This guide walks you through installing and configuring PyBMP for various deployment scenarios.

Prerequisites

  • Docker and Docker Compose (recommended)
  • Python 3.11+ (for manual installation)
  • PostgreSQL 15+ with TimescaleDB extension (for external database)
  • Network access on port 11019 for BMP traffic

Installation Methods

The easiest way to get started with PyBMP including TimescaleDB and optional Grafana dashboard.

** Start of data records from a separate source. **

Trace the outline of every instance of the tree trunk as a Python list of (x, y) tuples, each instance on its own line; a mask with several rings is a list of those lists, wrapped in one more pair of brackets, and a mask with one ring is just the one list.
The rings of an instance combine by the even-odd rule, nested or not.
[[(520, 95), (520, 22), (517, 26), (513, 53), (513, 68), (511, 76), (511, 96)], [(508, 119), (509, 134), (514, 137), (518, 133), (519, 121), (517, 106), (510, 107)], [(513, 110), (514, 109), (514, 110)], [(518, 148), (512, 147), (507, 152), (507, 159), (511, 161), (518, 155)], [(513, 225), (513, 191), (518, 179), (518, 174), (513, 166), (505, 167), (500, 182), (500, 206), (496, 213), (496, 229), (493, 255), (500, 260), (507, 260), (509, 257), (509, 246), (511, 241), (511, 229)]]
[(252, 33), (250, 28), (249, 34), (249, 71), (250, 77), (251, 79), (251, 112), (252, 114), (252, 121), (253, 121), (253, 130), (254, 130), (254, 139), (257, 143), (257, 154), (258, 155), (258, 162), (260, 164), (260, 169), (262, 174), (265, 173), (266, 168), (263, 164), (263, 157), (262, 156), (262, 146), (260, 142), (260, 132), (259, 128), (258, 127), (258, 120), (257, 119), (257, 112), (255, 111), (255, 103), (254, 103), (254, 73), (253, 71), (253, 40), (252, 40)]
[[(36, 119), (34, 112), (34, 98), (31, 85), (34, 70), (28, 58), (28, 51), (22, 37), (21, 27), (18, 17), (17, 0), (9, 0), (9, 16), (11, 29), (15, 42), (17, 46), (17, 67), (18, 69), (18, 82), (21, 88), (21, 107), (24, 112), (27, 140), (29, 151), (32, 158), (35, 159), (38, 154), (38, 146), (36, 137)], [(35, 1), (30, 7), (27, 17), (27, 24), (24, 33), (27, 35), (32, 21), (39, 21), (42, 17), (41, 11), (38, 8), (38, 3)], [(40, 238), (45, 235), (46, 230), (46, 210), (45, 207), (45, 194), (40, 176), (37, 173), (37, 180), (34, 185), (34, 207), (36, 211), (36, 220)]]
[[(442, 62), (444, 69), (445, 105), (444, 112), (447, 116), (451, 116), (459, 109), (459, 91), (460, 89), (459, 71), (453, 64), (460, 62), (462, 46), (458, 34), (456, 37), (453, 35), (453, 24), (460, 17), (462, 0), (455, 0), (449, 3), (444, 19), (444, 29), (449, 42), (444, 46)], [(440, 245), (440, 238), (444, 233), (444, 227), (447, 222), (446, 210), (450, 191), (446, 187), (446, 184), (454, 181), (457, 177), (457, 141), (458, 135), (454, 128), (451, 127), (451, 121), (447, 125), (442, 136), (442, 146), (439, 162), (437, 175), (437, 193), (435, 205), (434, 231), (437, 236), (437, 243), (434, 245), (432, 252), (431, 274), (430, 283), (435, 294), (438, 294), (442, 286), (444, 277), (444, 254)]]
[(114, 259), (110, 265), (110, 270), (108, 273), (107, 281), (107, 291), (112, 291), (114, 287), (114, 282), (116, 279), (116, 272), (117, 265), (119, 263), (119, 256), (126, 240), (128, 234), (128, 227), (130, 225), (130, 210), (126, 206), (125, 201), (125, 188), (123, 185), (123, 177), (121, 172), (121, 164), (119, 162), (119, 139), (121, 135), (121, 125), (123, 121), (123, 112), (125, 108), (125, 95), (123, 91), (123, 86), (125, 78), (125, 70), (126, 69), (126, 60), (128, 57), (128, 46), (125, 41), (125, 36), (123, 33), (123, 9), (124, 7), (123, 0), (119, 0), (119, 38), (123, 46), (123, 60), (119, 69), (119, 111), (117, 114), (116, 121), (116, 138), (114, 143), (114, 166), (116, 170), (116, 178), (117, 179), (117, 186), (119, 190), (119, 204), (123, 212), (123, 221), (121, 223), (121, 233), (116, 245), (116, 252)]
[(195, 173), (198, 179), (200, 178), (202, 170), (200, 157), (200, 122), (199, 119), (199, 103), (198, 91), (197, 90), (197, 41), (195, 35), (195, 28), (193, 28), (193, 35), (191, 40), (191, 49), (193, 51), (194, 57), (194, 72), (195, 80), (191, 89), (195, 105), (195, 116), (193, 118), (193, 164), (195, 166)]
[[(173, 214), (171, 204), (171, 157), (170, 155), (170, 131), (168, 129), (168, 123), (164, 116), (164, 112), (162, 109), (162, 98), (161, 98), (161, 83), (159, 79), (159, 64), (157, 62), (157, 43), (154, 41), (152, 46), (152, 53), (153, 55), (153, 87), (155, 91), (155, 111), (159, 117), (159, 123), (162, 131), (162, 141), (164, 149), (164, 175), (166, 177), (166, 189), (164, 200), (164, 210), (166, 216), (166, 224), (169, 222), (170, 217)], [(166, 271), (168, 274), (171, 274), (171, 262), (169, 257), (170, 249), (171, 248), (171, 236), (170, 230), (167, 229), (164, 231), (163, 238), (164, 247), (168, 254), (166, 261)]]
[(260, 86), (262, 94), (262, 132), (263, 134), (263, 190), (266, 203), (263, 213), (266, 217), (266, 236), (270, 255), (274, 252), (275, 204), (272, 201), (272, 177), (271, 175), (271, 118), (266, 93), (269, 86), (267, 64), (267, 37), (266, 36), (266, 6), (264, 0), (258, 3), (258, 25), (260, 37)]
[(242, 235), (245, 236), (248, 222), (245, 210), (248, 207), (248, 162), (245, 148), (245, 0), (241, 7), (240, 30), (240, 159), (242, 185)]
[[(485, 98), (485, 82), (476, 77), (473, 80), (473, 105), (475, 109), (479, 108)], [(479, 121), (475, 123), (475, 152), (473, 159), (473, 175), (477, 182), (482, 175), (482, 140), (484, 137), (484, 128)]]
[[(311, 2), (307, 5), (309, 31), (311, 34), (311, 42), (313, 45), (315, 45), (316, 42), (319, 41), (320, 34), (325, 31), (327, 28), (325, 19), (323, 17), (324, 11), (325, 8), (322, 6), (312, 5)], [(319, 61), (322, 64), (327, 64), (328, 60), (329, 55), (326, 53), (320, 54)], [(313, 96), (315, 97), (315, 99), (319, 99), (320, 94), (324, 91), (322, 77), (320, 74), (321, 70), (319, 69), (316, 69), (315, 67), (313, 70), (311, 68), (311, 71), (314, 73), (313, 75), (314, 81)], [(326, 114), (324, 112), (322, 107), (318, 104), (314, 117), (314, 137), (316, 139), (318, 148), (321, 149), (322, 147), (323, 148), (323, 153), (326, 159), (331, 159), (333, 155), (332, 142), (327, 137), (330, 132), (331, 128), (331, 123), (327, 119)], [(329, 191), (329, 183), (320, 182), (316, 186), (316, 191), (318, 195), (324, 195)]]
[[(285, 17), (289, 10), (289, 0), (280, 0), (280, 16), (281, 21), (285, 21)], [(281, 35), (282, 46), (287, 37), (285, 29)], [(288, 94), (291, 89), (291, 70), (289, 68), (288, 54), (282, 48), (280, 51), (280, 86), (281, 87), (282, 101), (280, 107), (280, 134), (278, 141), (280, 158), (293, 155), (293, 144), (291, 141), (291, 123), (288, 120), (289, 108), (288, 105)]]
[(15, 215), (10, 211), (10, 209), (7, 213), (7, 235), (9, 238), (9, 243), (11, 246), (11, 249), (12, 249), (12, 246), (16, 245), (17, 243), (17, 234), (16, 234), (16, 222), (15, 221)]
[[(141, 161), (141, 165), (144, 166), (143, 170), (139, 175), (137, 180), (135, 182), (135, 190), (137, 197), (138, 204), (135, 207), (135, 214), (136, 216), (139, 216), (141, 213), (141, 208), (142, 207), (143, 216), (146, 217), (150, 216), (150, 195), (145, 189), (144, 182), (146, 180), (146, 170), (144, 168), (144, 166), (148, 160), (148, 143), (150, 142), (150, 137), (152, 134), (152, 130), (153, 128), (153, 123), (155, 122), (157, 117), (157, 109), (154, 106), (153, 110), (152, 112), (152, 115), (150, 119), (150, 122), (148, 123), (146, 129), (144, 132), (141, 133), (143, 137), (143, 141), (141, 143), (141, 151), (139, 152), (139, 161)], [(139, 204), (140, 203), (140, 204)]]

Step 1: Clone the Repository

git clone https://github.com/DigitalVortexLLC/pybmp.git
cd pybmp

Step 2: Configure Environment

# Copy the example environment file
cp .env.example .env

# Edit the configuration (IMPORTANT: Set a strong DB password)
nano .env

Critical Configuration:

# Database Configuration
DB_PASSWORD=your_very_strong_password_here

# BMP Server Configuration
BMP_LISTEN_PORT=11019  # Default BMP port

# Data Retention
DATA_RETENTION_DAYS=90

# Logging
LOG_LEVEL=INFO

Step 3: Start Services

# Start all services (PyBMP, TimescaleDB, Grafana)
docker-compose up -d

# Check service status
docker-compose ps

# View logs
docker-compose logs -f bmp-collector

Step 4: Verify Installation

# Check if BMP server is listening
netstat -tulpn | grep 11019

# Check database connectivity
docker exec -it bmp-timescaledb psql -U bmp_user -d bmp_collector -c "SELECT version();"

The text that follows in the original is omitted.